The tournament also saw a sizeable presence of Asians at various grounds and it looked as if it was a home away from home for India, Pakistan, Sri Lanka and Bangladesh.
Australia advanced to the Super Six without a point as they had lost to fellow-qualifiers Pakistan and New Zealand in group games. Just one slip at this stage could have sent them back home.
It nearly came in their last Super Six match against South Africa at Headingley chasing a stiff 272-run target, but luck was with them.
Steve Waugh was on 56 when he offered a simple catch to South African century-maker Herschelle Gibbs, who held the ball before dropping it in premature celebrations.
The gritty Australian captain needed just that slice of fortune to steer his team to a crucial win with an unbeaten century.
South Africa had lost an opportunity to knock Australia out of the competition. Instead, they themselves went out of the tournament after the tied semi-final against the same opposition.

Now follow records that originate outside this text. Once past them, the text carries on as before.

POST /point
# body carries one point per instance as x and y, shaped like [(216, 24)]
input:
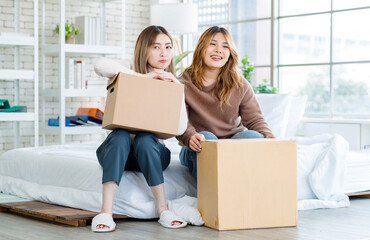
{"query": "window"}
[(322, 48)]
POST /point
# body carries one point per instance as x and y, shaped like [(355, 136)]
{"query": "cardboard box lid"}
[(140, 103)]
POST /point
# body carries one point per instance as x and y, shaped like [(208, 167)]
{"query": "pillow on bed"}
[(276, 111)]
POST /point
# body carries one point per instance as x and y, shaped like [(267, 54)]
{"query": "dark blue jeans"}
[(146, 154), (188, 157)]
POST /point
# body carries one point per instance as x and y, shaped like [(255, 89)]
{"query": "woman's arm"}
[(251, 113), (106, 67)]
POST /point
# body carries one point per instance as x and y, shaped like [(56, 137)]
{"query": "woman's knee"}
[(145, 140), (119, 135), (208, 135)]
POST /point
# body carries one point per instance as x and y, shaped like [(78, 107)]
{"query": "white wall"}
[(137, 18)]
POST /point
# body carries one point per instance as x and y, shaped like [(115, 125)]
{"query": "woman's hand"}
[(195, 142)]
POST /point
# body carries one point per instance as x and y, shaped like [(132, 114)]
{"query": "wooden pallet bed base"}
[(49, 212)]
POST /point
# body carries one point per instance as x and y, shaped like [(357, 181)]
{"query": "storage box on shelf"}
[(17, 40), (64, 51)]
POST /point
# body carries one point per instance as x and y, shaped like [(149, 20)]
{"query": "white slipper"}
[(103, 219), (187, 211), (167, 218)]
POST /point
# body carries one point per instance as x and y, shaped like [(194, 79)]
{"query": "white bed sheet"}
[(357, 178), (70, 175)]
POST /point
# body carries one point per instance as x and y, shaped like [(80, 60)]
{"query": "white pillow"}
[(297, 107), (276, 111)]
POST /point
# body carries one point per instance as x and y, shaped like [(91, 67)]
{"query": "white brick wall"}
[(137, 18)]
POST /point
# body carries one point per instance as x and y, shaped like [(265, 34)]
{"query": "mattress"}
[(70, 175), (357, 178)]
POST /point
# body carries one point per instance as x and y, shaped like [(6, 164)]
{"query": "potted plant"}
[(248, 72), (70, 32)]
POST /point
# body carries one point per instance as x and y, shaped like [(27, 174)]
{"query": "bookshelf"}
[(17, 40), (63, 51)]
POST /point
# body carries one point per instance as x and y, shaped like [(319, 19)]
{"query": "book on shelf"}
[(75, 74), (72, 121), (97, 83), (13, 34), (90, 30)]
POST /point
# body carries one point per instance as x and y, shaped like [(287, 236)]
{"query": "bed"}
[(70, 175)]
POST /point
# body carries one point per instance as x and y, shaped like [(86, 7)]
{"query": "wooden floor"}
[(352, 223)]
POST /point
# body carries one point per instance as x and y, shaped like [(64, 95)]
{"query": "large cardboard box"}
[(138, 103), (247, 183)]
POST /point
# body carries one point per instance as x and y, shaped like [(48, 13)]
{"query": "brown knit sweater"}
[(205, 114)]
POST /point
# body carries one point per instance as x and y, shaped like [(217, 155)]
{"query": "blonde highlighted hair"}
[(230, 74), (144, 43)]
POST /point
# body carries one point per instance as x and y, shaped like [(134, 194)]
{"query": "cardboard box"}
[(93, 112), (138, 103), (248, 183)]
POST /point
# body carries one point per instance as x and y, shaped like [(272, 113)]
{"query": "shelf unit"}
[(16, 75), (63, 50)]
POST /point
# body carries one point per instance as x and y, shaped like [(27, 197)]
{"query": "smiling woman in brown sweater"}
[(220, 102)]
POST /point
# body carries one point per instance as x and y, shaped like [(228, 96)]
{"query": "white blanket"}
[(321, 171), (70, 175)]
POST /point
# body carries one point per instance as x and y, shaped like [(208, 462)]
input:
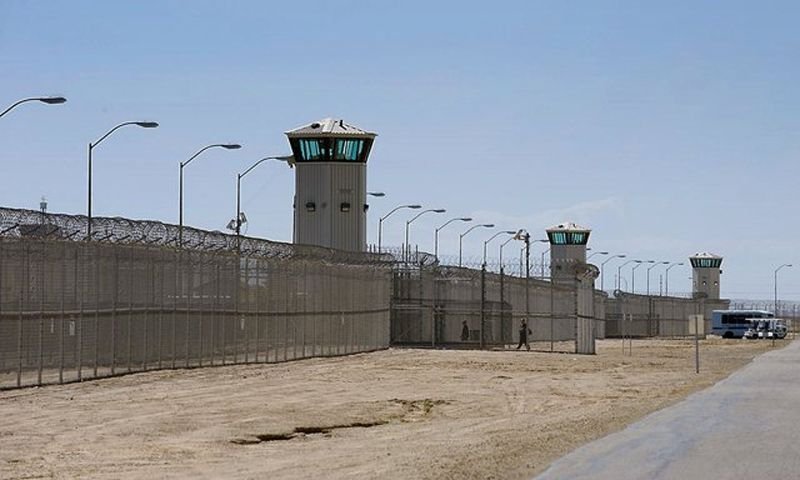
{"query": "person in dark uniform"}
[(464, 331), (524, 331)]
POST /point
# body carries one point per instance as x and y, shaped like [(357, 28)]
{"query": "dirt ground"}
[(390, 414)]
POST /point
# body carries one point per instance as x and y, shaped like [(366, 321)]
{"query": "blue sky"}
[(668, 129)]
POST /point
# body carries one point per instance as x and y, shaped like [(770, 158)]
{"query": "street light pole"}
[(486, 243), (47, 100), (380, 221), (408, 225), (776, 290), (436, 233), (655, 264), (543, 254), (666, 277), (503, 245), (619, 273), (461, 237), (238, 220), (91, 147), (227, 146), (602, 265), (638, 263)]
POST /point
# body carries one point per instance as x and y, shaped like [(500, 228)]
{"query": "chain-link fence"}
[(468, 308), (73, 310), (631, 315)]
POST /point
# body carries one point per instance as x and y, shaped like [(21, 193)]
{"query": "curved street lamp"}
[(91, 147), (226, 146), (522, 254), (461, 237), (619, 272), (655, 264), (638, 263), (518, 235), (47, 100), (408, 224), (486, 243), (239, 220), (603, 265), (776, 290), (436, 233), (666, 277), (380, 221)]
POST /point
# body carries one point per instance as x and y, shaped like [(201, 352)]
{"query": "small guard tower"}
[(705, 275), (567, 250), (330, 206)]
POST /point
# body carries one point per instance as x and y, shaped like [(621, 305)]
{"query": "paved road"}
[(745, 427)]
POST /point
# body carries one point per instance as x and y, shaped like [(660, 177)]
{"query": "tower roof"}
[(334, 127), (568, 227), (706, 255)]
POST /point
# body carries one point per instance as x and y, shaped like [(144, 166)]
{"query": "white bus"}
[(733, 323)]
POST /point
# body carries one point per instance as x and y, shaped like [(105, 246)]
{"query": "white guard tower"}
[(705, 275), (567, 250), (330, 206)]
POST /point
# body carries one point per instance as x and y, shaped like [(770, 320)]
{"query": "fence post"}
[(552, 307), (40, 360), (200, 312), (246, 308), (162, 262), (63, 301), (114, 312), (189, 288), (79, 326), (483, 302), (176, 270), (95, 248), (130, 307), (152, 286), (215, 318), (237, 319), (19, 331)]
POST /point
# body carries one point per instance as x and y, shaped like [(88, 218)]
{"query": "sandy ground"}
[(389, 414)]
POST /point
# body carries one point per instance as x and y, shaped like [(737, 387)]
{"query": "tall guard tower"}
[(567, 250), (330, 206), (705, 275)]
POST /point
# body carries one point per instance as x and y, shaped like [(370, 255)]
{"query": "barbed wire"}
[(21, 223)]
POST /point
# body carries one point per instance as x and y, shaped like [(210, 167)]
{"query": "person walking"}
[(524, 331)]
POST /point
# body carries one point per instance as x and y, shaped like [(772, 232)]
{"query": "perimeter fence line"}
[(72, 309)]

They required nine to win off the last over, with Lance Klusener at the crease. It soon became one to win off the last four balls after Klusener smashed paceman Damien Fleming for two successive fours.
Australia showed they were made of sterner stuff.
No run came off the third ball after Waugh had set a single-saving field. Klusener connected the fourth and charged for a single, but Allan Donald apparently did not hear the call.
Donald responded late, dropped his bat on the way and was yards out of the crease when wicket-keeper Adam Gilchrist broke the stumps and South African hearts.
The final was an anti-climax, with Australia thrashing Pakistan by eight wickets. Leg-spin magician Shane Warne grabbed four wickets in what turned out to be his last World Cup match.
Steve Waugh said the "inner strength" was the key to his team's success after a struggling start. Australia had lost two of their first three matches before winning seven in a row.
The Australian captain also had players to deliver under pressure, like his twin brother Mark, Warne and ace paceman Glenn McGrath.
South Africa brought an innovation into the game which was promptly ruled out of the rest of the tournament by the organisers.
Coach Bob Woolmer communicated with skipper Hansie Cronje and paceman Donald who wore earpieces on the field to pick up the coach's instructions on a one-way radio system during their opening match against India.
Klusener, with his amazing big-hitting, emerged as one of the stars along with Pakistani paceman Shoaib Akhtar, who said he would love to bowl at 100 miles per hour and was involved in fascinating duels with batsmen.
India broke the monotony of low-scoring games, with Sourav Ganguly and Rahul Dravid adding a record 318 against Sri Lanka and Dravid and Sachin Tendulkar putting on 237 for the third wicket against Kenya.
The tournament was also not without surprise results, with Zimbabwe beating South Africa and Bangladesh defeating Pakistan in group matches. Pakistan were to face match-fixing allegations later.
South Africa were to run into rough weather again, as hosts in 2003.